Dot Coms Seemed Invincible
There was more to it of course; the media gave a lot of attention to
e-commerce start-ups, thus working for these companies became much sexier
than any other job you opportunity available. Whenever you couple a sexy
company with the potential to rapidly become a millionaire, you're sure to
have the best talent flocking to you. If you combine this with the fact
that dot coms had armies of headhunters working for them (when you have a
seemingly endless flow of investment capital, you can afford to pay
headhunters whatever they want) then you understand why brick and mortars
had an almost impossible job of attracting technical and other types of
workers. So dot coms seemed invincible: they were flush with investment
cash, they had stock prices that consistently headed northward and they
had the ability to sell additional shares at will to raise more capital.
It is incredible how quickly the bubble burst and how many dot coms bit
the dust or are now struggling to stay alive. Some television news
programs have devoted regular segments of their news coverage to the death
of dot com companies and, of course, there are countless Web sites
chronicling layoffs and general problems in the dot com space. The most
popular of these sites is the profanely named www.fuckedcompany.com.
Why The E-toilet Flushed
So what happened? There were people who predicted the dot com bubble
would burst, but why did it burst so violently and could anything have
been done to slow the pace of these companies being flushed down the
e-toilet? Before we proceed, let's make sure not to lump all dot coms in
the same basket; among all the new economy companies, perhaps the two
biggest categories are advertising-driven and e-commerce sites.
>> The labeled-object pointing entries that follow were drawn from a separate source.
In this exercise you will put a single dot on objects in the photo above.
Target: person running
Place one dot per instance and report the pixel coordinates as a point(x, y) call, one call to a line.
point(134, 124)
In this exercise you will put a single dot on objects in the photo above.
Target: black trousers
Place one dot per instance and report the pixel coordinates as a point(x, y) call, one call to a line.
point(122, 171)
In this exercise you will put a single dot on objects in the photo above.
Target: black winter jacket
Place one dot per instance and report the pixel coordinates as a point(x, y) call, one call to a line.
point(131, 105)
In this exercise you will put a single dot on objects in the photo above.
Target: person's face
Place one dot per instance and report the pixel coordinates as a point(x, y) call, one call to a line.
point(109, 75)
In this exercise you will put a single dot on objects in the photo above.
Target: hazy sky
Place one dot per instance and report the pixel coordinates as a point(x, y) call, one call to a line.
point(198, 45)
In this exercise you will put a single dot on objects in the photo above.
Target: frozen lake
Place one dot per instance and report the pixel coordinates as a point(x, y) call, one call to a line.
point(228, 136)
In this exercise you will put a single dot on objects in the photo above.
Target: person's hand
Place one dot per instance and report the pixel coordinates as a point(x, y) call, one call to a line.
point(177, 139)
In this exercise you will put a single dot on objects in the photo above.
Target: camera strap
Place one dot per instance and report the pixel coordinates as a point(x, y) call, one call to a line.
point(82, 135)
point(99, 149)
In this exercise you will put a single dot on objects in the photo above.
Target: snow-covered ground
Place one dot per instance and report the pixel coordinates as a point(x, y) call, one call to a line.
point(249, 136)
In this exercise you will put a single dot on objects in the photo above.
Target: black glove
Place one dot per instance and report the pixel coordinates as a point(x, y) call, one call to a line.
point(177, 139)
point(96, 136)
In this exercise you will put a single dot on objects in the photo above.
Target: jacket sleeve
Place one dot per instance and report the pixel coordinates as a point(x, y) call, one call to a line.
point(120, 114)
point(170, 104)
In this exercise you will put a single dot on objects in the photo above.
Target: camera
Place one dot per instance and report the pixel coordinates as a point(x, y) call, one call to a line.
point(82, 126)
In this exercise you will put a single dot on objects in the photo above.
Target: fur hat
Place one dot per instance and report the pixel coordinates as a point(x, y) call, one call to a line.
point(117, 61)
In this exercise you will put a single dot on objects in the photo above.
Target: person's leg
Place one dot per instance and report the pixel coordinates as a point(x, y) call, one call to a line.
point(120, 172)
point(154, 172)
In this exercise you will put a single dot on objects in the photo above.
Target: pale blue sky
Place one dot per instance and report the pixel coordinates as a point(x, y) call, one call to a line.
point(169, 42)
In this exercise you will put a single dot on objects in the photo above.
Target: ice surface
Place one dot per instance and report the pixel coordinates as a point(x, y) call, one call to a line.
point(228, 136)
I really thought advertising-driven dot coms would do well forever. My
logic was as follows: as more new dot com companies started, more
advertising would be needed to sustain these companies, and as long as the
VC (venture capital) money poured in, there would be no stop to the
success of new advertising-driven business models, which in turn would
spend a portion of their ad dollars on Web-based advertising. Well, I was
wrong. When VC money dries up, many start-ups' marketing budgets get cut
and the circle breaks. Of course, this applies to today's market. I still
believe that the Internet will be the biggest form of advertising within
the decade. Why? Most every magazine (including this one), all newspapers,
television and radio make the majority of their profits from advertising.
As more eyeballs and eardrums are drawn to the net, it is only logical
that the broad reach of this medium will eclipse any other.
But what about the e-commerce companies? They are having a tough time
as well. It is my belief that many of these companies would still be
around, and others would be doing considerably better, if they simply went
about their business differently. A great deal of these sites took
tremendous amounts of money and devoted these funds to advertising and Web
site design figuring that it was all they needed to do. In hindsight, this
was a huge gamble. They figured live customer help wasn't needed; after
all, their customers would be shopping on the Web, so why would they ever
want to speak to a human being? These customers could just use self-help
Web-based systems...perhaps a FAQ section was all that was needed.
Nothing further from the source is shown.